Arsenal 'til I die
"Honey, I'm home! And I brought the Premier League title with me!"
Some people just can't win. Robin van Persie is an Arsenal man through and through. Everything he has ever done has been for the Gunners' good and yet he was rewarded with hearty boos every time that he touched the ball on Sunday.
First he dragged the north Londoners near-single-handedly into the Champions League last season. Then he raked in £24 million for them by joining Manchester United.
Not only did they win without Luis Suarez but the Reds' merciless rending of Newcastle pioneered the game-changing innovation that you do not have to bite people to succeed.
So clear was his domination of both the Player of the Year and Young Player of the Year prizes at the PFA awards that it was surprising not to see him win the Championship gong as well.
Yes, he scored an own goal at the end, but the Wigan defender netted a priceless reply to Tottenham's comical opener. Without it, the Latics would have folded, their goal difference in tatters.
And so it was that, with nearly his first touch, Van Persie started a sizzling Gunners counterattack that resulted in Theo Walcott's opener. Yet the home fans still booed. He had even walked into the 'wrong' dressing room before the game, as if his continued allegiance could be more obvious.
He would not even have had to equalise if Bacary Sagna had not rushed over to him just before the half-time whistle to give him a big hug.
Unfortunately, the hapless right-back slipped and clattered into the Dutchman instead. From the spot, instinct took over; Arsenal would never have wanted him if he were not so primal a goalscoring force.
The players knew; they set up a guard of honour for him as he emerged onto the pitch, to make it clear to the supporters that this was a man to be loved and respected, who was on their side, not an enemy. That this message was not heeded is a tragedy for the loyal Van Persie.
Perhaps he will even be moved to abandon his fealty in the summer. "It didn't have to be like this," he will sob as he lifts the Premier League trophy in a United shirt, having scored the goal that dumped Arsenal into fifth the week before. "You drove me away."
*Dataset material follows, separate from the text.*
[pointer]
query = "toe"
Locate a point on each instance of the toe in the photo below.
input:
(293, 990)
"Oh, yes, Wojciech, I will give you a hug! I'm so glad to be home"
Quote of the weekend
"If you saw where Joey lived in Marseille, I think it would be very difficult to get him back."
- Harry Redknapp, shortening the odds on Marseille in the 'where will Harry Redknapp go when he inevitably bails on his QPR car crash' market
As Bobby Tambling was paraded around the Stamford Bridge pitch at half-time on Sunday, it was a moment that made you realise: One day, Frank Lampard will be doing this. So will John Terry. The difference will be that Lampard will be doing so in a dignified suit and Terry will be doing so in full Chelsea kit, touting himself for an England recall.
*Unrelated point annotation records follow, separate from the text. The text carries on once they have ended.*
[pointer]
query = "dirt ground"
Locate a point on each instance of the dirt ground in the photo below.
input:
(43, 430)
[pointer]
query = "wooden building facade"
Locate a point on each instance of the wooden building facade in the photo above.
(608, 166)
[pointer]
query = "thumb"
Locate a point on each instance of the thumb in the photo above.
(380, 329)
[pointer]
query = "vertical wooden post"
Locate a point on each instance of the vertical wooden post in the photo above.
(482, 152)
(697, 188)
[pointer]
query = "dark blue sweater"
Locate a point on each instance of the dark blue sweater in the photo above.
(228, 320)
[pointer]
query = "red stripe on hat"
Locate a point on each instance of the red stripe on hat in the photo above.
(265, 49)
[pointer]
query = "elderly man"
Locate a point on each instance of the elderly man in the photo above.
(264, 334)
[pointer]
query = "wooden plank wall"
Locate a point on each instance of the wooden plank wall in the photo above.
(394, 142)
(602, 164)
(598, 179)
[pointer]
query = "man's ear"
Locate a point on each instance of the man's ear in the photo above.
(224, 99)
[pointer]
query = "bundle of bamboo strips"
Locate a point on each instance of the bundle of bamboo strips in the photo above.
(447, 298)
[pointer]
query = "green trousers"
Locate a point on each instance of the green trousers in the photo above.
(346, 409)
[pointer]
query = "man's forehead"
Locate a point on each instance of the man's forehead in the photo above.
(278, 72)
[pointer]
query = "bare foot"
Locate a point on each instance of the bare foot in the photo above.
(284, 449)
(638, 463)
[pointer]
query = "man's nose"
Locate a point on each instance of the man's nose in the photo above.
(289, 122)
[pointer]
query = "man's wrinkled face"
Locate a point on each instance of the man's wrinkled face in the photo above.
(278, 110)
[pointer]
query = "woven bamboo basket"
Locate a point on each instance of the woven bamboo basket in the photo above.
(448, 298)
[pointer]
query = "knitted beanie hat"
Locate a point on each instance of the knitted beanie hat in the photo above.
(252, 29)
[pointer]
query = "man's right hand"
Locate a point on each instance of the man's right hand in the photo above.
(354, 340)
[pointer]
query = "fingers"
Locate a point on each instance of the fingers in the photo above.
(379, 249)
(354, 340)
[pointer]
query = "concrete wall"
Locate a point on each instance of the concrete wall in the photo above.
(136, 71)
While the midfielder carries on carrying on, quietly closing in on Tambling's all-time Blues goalscoring record and not making a fuss about his contractual situation, reports emerged on Saturday that Terry is itching to return to national duty.
|QPR and Reading
OK, let's face it, just QPR. Reading have barely even noticed that they were promoted in the first place and will probably have won the Championship by October. The Rs, though, are up Leeds creek without a paddle.
"Hey, Bobby! How would you like a quiet, nothing-to-play-for, mid-table clash between Southampton and West Brom for your first Premier League refereeing gig?" "Yes, please! What could possibly go wrong?"
Yes, he scored the equaliser in the first half, but the Wigan defender bundled in a catastrophic own goal at the death. Without it, the Latics would have been firmly on the way to another miracle survival.
The Bee on his knees
Sometimes in football, it just isn't your day. Luck conspires against you and there isn't anything that you can do.
Sometimes, however, you can do things like not let the overenthusiastic young loanee take the most important penalty of the season instead of the battle-hardened captain, the designated taker.
Yet, when Brentford were given a 95th-minutes spot kick that would have returned them to the Championship after 20 years away, Fulham-owned Marcello Trotta barged his way through and insisted that he be trusted with it. He hit the bar; Doncaster ran down the other end to score, taking them up at the Bees' expense.
The Italian's extraordinary, rank-ignoring confidence, MTW can only assume, must have been prompted by some nonspecific deity reaching into his very soul the moment before and explaining to him that he was some sort of prophesied Chosen One. Either that or a particularly high score on 'Tetris' at half-time.
For now, however, and for probably quite a long time into the future, the only thing that Trotta is likely to be Chosen to do is brew the tea, pick up the next round at the pub and stay very quiet indeed.